If AI didn't write that snippet then I'll permanently retire from internet commenting.

(None of what I just wrote is intended as a defence of DOGE.)

a propos number 2, I think this is only a feature of seasoned developers who have managed to outgrow their own high opinions of themselves. I've met plenty of younger devs who would totally write something like this taking down the work of someone whose style did not align exactly with what they considered "good".

I agree on all counts. The readme of the repo you link also smacks of an AI generated summary of the codebase. (Frankly, I don’t think the AI was able to understand what the code in that repo does, which is my guess as to why it talked much about form rather than function.)

The point 2 makes me think you did not read what developers write on the internet, in particular in flame war, in particular when they have beef with whoever they argue with.

Verbose hostility of that kind and throwing stones, even nitpicking with exaggerated outrage are no exception. And lack of experience never stopped people from feeling and behaving like god given gift to programming profession.

> Developers are busy people and security researcher devs are busy even moreso.

Neither the critique, the critiquer's profile, nor even the Krebs article says that the critique is a security researcher, and it definitely isn't the case that all devs are particularly "busy people". You yourself argue later, in fact, that the signs are that the author is not an experienced dev or security researcher, so it is nonsense (even more than assuming an average rules out an exception in the group) to argue that the code is AI-written based on the assumption that normally, a security researcher would be too busy to write it.

> Hostility. Writing bug free code is hard, even impossible for most. Unless your name is Linus Torvalds, Richard Hipp, or maybe Dan Abramov, most devs are not comfortable throwing stones while knowing they live in glass houses.

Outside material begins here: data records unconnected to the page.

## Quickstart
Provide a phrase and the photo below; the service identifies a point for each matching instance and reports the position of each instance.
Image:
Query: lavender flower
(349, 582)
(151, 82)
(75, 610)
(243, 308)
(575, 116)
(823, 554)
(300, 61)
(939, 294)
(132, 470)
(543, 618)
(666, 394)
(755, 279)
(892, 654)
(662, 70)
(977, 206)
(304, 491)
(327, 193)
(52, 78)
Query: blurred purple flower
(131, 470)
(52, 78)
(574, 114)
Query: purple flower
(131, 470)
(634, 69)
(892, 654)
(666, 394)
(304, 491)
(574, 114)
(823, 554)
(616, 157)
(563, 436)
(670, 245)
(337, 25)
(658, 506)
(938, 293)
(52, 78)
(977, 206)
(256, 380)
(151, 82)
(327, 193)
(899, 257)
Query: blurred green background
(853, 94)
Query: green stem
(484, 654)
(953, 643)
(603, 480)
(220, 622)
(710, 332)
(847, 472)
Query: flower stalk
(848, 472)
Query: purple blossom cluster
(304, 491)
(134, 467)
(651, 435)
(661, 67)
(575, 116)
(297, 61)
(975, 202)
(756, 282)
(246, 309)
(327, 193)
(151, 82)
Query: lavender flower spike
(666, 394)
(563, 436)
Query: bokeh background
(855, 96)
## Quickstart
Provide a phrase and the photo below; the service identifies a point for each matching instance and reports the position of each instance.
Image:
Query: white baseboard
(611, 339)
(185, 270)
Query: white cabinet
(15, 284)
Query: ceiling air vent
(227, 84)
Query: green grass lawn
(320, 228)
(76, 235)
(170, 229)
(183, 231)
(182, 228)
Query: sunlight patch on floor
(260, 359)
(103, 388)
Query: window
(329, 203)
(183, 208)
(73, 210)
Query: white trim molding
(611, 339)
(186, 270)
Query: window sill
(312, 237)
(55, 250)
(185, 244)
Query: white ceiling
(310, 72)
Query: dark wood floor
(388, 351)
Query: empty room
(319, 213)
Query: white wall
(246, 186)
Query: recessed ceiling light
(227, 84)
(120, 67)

If you've been online more than about 5 minutes, you know that there is no shortage of hostility, and that even if it isn't most of any given community, its a highly visible subset of any community online.

> "Killshot" comments like this are only ever written by frustrated gatekeepers against weak PRs that would hurt "their baby". Nobody would get emotionally invested in other people's random utility projects.

The only reason we are talking about this on HN is that this isn't some random "other people's random utility project". The critique was posted while the author of the code being critiqued was a high profile figure in current news stories, and the critiquer posted a more explicitly political followup the day after the original critique addressing the author's highly-publicized resignation due to the news coverage.

> The author is still an aspiring developer. See their starred repo highlighting adherence to SOLID/DRY principles as a primary feature of their project.

That...doesn't support the critique being AI. In fact, it undercuts it because it provides a simpler explanation than AI as the explanation for your next bullet point, that the critique is wrong (especially, the SOLID/DRY focus is particularly consistent combined with the "aspiring dev" status you describe is particularly consistent with the specific things you focus on the critique being wrong about.) It also undercuts your first bullet point, as already discussed, which hinges on the assumption that the critique was written by an very busy experienced security researcher, and not an aspiring dev..

I mean, if excess verbosity, a more regularized format than is typical for the venue, and being wrong together are hallmarks of an AI written critique, then I'd say your post is at least as much AI-suspicious as the critique under discussion.